A spite house is a building constructed or substantially modified to irritate neighbors or any party with land stakes. Because long-term occupation is not the primary purpose of these houses, they frequently exhibit strange and impractical structures.

Spite houses may deliberately obstruct light, block access to neighboring buildings, or be flagrant symbols of defiance. Spite house are a particularly local kind of hostile architecture meant to annoy/irritate a particular person.

Although, in the US, homeowners generally have no right to views, light, or air, neighbors can sue for a negative easement. In instances regarding a spite build, courts are far more likely to side with the neighboring parties which may have been affected by that build. For example, the Coty v. Ramsey Associates, Inc. case of 1988 ruled that the defendant's spite farm constituted a nuisance, granting the neighboring landowner a negative easement.

Spite houses, as well as spite farms, are considerably rarer than spite fences. This is partially because modern building codes often prevent the construction of houses likely to impinge on neighbors' views or privacy, but mostly because fence construction is far cheaper, quicker, and easier than building construction. There are also similar structures known as spite walls or blinder walls.

In certain jurisdictions, construction of spite houses or spite fences is considered abuse of rights. In some countries, like Finland, it is explicitly prohibited by law.

In 1716, Thomas Wood, a sailmaker, built a house in Marblehead, Massachusetts, that subsequently became known as the Old Spite House. One possibility is that it was inhabited by two brothers who occupied different sections, would not speak to each other, and each refused to sell to the other. Another explanation is that the ten-foot-wide (3 m) house, just tall enough to block the view of two other houses on Orne Street, was built because its owner was upset about his tiny share of his father's estate and therefore decided to spoil his older brothers' views. The Old Spite House is still standing and occupied.

In 1806, Thomas McCobb, heir to his father's land and shipbuilding business, returned home to Phippsburg, Maine, from sea to discover that his stepmother had inherited the family "Mansion in the Wilderness". Upset about his loss, McCobb built a house directly across from the McCobb mansion to spite his stepmother. The National Park Service's Historic American Buildings Survey photographed and documented the 1925 move of the McCobb Spite House by barge from Phippsburg to Deadman's Point in Rockport, Maine.

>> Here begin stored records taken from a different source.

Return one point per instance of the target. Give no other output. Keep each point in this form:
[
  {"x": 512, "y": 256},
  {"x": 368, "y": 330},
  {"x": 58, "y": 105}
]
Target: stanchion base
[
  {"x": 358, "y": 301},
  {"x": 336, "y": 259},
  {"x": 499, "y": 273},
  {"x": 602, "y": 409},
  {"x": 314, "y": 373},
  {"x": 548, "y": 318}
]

In 1814, John Tyler, an ophthalmologist and one of the first American-born physicians to perform a cataract operation, owned a parcel of land near the courthouse square in Frederick, Maryland. The city made plans to extend Record Street south through Tyler's land to meet West Patrick Street. In fighting the city, Tyler discovered a local law that prevented the building of a road if work was in progress on a substantial building in the path of a proposed road. To spite the city, Tyler immediately had workmen pour a building foundation, which was discovered by the road crews the next morning.